Денис Гуцко - Там, при реках Вавилона
- Лично тебе это важно? Для чего это вообще?
- Ни для чего. Говорю же, просто интересно. Ты стесняешься, что ль? Мустафа не стесняется, что чуваш. Так что, угадал? Родители?
- Все русские.
- Серьезно?
- Клянусь Кораном.
Да полноте, Митя, сознайтесь хотя бы себе: вы не русский!
Не русский по фамилии Вакула... Что ж, всяко бывает. Теперь-то, в нынешние-то времена. Что ж ты носишь свою обиду, как боевое знамя? Ну не русский ты, признайся и не мучь окружающих. Вспомни-ка те ироничные разговоры о русаках-русопятах... Ежеминутно осмеянный с княжеского балкона Иван-дурак. Ведь ты не пытался оспорить, заступиться, ты и не думал вспылить и броситься в драку - ибо не принимал на свой счет. Вспомнил? Ты - ах, станешь ли отрицать? - разделял это отношение. Это панкавказское высокомерие к Ивану.
- Представляете, пришли в Москве в гости к знакомым... сами приглашали, адрес дали... так даже чаю не предложили!
- В школе новенькая. Генеральская дочка. Из Рязани. У нее юбка - где началась, там и кончилась. По лестнице идет, к стене прижимается. Одно слово - из Рязани.
- Русские бабы все такие.
Бабы - само по себе особое словечко. Никогда не скажешь про своих, про родственницу: баба. Если только обругать... Обидится смертно, в Грузии это запросто: одно слово - и обида жуткая, бесповоротная, навсегда, до забывания имен, телефонов и дней рождения.
Все ли ты вспомнил, Митя? Помни и не забывай - и не называй себя русским. Но, Боже, скажи-намекни - кто же я?! Рассуди, могло ли сложиться иначе?

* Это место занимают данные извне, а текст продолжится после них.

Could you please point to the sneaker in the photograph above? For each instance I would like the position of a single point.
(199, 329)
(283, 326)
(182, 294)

Каждое лето - стаи Отдыхающих Блондинок. Охота на них начинается прямо у вокзала. Помня об этом, местные русские девушки летом стараются обходить вокзал стороной - чтобы не путали. Каждое лето - стаи бомжей. Рыщут мимо винных магазинов и рынков, валяются там и тут на тротуарах. "Подснежники", говорят про них. И еще говорят, морщась: российский десант. Своих таких в Тбилиси нет. И - страшно сказать - нет таких среди грузин. Во всем убане районе - один такой, на улице Гоголя. Во дворе с огромными сиреневыми кустами, в бельэтаже с рваной занавеской вместо двери. Знаменитый Абашкин, городской сумасшедший - а если быть точным, знаменитый алкоголик. Как крот по своему тоннелю: на вокзал за пустыми бутылками, с бутылками в винный магазин. Благо весь путь по прямой.
- Хху ннах еть ххуать ллля!
Человеческая речь давно им утрачена. Одной рукой он держит за ширинку собранные гармошкой брюки (сколько помнили его, пуговиц там никогда не было), в другой несет, то и дело поддергивая, будто для того, чтобы проверить, на месте ли ноша, громыхающую стеклопосудой авоську. Так и ходит: ведет себя по маршруту, вцепившись в собранные в кулак брюки.
- Ннах хххы эть мма!
- Абашкин идет!
И детвора, звонко улюлюкая, подхватывая на бегу камешки и срывая горстями крохотные шишки туи, выскакивает на улицу, на бездумную злую забаву.
Вопли его, изжеванные до неузнаваемости ругательства, становятся яростней.
- Аахххы внна ить ххах!!
Не выпуская ни брюк, ни авоськи (упадут), он останавливается через каждый шаг, разворачивается рывком, почти падая, и выплевывает свои матерные огрызки на зашвыривающих его камнями и шишками детей. А дети хохочут, скачут вокруг, самые храбрые подбегают вплотную, чтобы крикнуть у него за спиной и, когда он начнет разворачиваться, отскочить с пронзительным визгом. Взрослые грозят им из окон, велят немедленно явиться домой.
- Ххху сса ухх шшууу!!
- Абашкин-Какашкин!
Самая жестокая толпа - дети.
- Как тебе не стыдно, Митя, он же больной. Как же можно?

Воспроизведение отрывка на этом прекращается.